Cleaning ancient coins is a complicated question that has many different answers. If I were a "purist" I would have to tell you that you never clean ancient coins, that nature has created a "patina" that protects the metal from deteriorating further, and that by removing it you only cause harm to the coin. It is more desirable to have an ancient coin with the patina intact. The value of the coin diminishes when it is down to the "bare" metal. The information contained here is limited to my personal experience and knowledge. It is highly recommended that you visit the other links provided. This is a brief overview of cleaning ancient coins:

First you have to find out what you've got yourself into. You'll need to rinse and brush your coins with dish or hand soap. Rinse well. If you've got details showing already, your really lucky. Unless it comes completely clean during this first process, you might as well figure your coins are going to need to soak. I usually start with two weeks in distilled water to start and then clean with toothbrush and soap again and repeat. You can speed up the process by using a cleaner like Oxyclean, which helps remove the loose dirt or another product called Tri-Sodium Phosphate or TSP. It is primarily used as a pool and driveway cleaner. Dilute as necessary as either of these can disrupt the patina if you use too strong a formula. Oxyclean loses it's potency early while TSP can stay active for hours. Always monitor and error on the side of moderation. Normally both these chemicals help remove the loose dirt. Another alternative is to use a dry brush and try and remove as much dirt as possible. Course this makes a dust ball that can be seen (and inhaled) for miles away, but it also gives you a quick peek into what you may or may not have and what course of action you will need to take. For the most part, get ready to spend your money on distilled water and containers. The longer they soak, the easier they are to clean. Water should be changed when it becomes cloudy or if you see dirt resting on the bottom. Brush with soap and water. Repeat. It is not uncommon to see a white film develop on some soaking coins. This is usually a sign that all the soap wasn't removed. Pull coin(s) and rebrush without soap and rinse well. Patience is a virtue. I have coins that have been soaking for almost two years now and their still not ready. Course this means that I've already determined that the coin has some potential or uniqueness, and I want to see it come out okay.

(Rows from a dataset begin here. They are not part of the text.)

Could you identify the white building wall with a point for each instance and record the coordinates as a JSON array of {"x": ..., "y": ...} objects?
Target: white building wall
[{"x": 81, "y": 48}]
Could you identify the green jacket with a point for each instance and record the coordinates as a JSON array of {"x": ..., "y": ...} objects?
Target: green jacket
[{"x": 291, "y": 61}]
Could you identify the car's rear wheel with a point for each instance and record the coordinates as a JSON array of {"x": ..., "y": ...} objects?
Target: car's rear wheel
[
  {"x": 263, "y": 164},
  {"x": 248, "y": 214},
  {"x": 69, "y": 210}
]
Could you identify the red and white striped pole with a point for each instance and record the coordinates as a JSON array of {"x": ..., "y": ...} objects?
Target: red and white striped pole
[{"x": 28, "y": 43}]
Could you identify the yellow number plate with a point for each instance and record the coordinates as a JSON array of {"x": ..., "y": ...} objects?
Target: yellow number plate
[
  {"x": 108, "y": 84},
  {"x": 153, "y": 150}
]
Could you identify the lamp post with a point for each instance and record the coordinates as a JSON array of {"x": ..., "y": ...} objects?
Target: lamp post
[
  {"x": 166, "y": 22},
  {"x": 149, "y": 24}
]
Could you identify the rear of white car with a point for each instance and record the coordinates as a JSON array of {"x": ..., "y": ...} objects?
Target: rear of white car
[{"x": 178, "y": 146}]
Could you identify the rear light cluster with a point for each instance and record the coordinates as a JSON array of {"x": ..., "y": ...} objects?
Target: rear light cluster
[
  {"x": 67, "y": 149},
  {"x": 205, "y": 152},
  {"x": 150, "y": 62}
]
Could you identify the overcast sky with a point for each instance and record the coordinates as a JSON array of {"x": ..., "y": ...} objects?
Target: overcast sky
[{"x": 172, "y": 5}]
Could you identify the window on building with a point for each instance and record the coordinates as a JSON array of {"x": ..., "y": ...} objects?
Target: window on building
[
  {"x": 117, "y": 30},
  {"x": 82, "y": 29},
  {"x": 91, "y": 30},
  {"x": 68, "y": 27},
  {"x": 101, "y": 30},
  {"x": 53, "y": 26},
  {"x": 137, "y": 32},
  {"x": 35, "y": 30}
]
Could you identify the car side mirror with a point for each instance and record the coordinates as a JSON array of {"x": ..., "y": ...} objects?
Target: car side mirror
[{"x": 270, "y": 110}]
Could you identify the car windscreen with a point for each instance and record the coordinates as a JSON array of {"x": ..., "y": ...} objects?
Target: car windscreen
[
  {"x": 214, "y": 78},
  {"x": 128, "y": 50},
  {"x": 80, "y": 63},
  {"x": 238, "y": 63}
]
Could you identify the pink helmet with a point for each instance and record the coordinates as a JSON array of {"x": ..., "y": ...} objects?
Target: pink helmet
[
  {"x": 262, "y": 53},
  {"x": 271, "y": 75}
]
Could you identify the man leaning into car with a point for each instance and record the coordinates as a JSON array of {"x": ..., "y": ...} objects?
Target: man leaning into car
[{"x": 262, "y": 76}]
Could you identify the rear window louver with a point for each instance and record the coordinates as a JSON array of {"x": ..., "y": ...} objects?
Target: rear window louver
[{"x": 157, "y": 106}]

2) An alternative to distilled water is the old fashion way, and by that I mean soaking them in olive oil (or WD40) for several weeks to months. (Note: Oil will darken these coins) Many of the people who sell unclean coins, state in their instructions, that coins will be clean in about four days to a week. This will rarely happen! Most coins will have to soak and be scrubbed for weeks and sometime longer. Patience is truly the best virtue when cleaning ancients. While they’re soaking, I would take them out every other weekend and scrub them with a stiff toothbrush (Denture is best - cut down bristles) and liquid soap (rinse well) and return those that still do not show enough detail to attribute. This technique is fast becoming obsolete in the face of distilled water. Still there is about a 5% acidity level in olive oil and yet long term storage doesn't seem to hurt the coins. Better than olive oil is lanolin. You have to be careful and make sure you get the kind that has a chemical separating agent, which keeps it liquid. There is pure lanolin oil that is not effective as it is too thick and doesn't penetrate the coins.

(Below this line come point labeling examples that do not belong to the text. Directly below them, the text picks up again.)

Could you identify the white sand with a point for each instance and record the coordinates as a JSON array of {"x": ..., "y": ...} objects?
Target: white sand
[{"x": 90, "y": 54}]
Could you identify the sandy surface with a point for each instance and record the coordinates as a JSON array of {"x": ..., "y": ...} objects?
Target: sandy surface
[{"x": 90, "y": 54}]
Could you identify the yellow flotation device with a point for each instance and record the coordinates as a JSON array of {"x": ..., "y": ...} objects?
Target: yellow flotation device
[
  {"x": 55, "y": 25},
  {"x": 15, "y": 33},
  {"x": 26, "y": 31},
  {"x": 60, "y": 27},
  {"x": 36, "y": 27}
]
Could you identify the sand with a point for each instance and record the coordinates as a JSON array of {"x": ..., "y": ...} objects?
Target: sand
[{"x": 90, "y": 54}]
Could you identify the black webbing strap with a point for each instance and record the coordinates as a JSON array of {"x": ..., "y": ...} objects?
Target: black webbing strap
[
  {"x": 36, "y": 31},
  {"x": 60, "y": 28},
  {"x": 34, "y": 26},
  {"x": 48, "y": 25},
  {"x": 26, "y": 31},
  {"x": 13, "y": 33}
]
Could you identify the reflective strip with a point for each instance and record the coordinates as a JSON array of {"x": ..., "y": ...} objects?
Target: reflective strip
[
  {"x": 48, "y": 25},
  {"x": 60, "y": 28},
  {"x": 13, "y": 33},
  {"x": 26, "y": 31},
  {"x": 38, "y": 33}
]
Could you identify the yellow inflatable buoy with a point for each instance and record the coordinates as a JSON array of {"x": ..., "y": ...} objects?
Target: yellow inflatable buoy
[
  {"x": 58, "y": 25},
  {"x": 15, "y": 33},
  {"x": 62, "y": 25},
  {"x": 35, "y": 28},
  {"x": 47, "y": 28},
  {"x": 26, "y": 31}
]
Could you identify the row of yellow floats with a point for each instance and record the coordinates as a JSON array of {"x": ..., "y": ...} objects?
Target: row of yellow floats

3) Desperation will set in on some coin, as no matter how long they soak, they will continue to be covered with a "cement-like" substance that is harder than diamonds. :) This is where most of the coins get damaged. Many people try a more modern approach by using caustic chemicals, metal cleaners, and even sharp objects. I have many disaster stories of how I ruined a coin by trying to clean it with these methods. Remember to be patient. Many times I thought the coin was as clean as it would get, but left it soaking and was surprised when I could finally see some detail. This doesn’t always work, as there are numerous coins that, because of time and nature, are merely worn slugs, but if there’s dirt, there’s still hope.

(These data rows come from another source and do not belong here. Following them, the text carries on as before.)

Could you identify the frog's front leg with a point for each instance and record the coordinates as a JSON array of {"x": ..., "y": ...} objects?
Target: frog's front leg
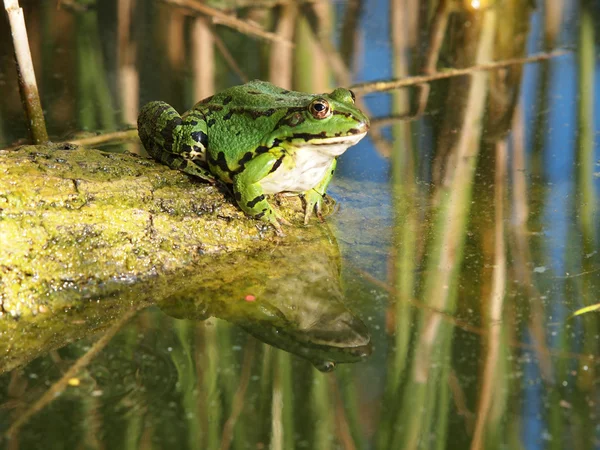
[
  {"x": 249, "y": 193},
  {"x": 313, "y": 198},
  {"x": 179, "y": 142}
]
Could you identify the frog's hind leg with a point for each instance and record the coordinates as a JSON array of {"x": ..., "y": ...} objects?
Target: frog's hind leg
[{"x": 179, "y": 142}]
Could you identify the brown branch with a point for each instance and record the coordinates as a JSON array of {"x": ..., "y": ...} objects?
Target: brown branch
[
  {"x": 219, "y": 17},
  {"x": 105, "y": 138},
  {"x": 27, "y": 83},
  {"x": 388, "y": 85},
  {"x": 57, "y": 388}
]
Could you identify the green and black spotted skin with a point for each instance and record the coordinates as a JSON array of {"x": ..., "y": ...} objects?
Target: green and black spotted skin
[{"x": 261, "y": 139}]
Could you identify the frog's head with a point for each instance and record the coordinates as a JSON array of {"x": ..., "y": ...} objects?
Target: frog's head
[{"x": 328, "y": 122}]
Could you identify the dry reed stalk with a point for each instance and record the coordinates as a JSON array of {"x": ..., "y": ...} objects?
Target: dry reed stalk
[
  {"x": 388, "y": 85},
  {"x": 228, "y": 20},
  {"x": 27, "y": 83}
]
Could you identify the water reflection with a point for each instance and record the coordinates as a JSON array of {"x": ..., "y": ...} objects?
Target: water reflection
[{"x": 289, "y": 297}]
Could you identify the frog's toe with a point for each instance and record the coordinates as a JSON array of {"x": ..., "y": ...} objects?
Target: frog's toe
[{"x": 312, "y": 203}]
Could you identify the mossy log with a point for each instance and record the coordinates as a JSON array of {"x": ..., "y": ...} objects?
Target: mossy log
[{"x": 77, "y": 223}]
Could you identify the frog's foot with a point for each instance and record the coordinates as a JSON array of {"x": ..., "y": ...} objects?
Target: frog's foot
[
  {"x": 274, "y": 218},
  {"x": 313, "y": 202}
]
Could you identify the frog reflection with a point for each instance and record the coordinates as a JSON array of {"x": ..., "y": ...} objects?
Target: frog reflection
[{"x": 289, "y": 297}]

4) The second part of my tutorial, "Advanced Cleaning" continues the process. Below are some links which deal with the "professional" cleaning of coins from a numismatic point of view, and explain the more technical methods of cleaning which is usually beyond my capabilities. I know there is other web pages out there, just try a search engine with "cleaning ancients" and some more should show.



Hope this helps! If you do come upon a magic formula for removing 2,000 years of dirt safely and quickly from ancients, please don’t hesitate to let me know. My wife would greatly appreciate it, as she is tired of smelling olive oil!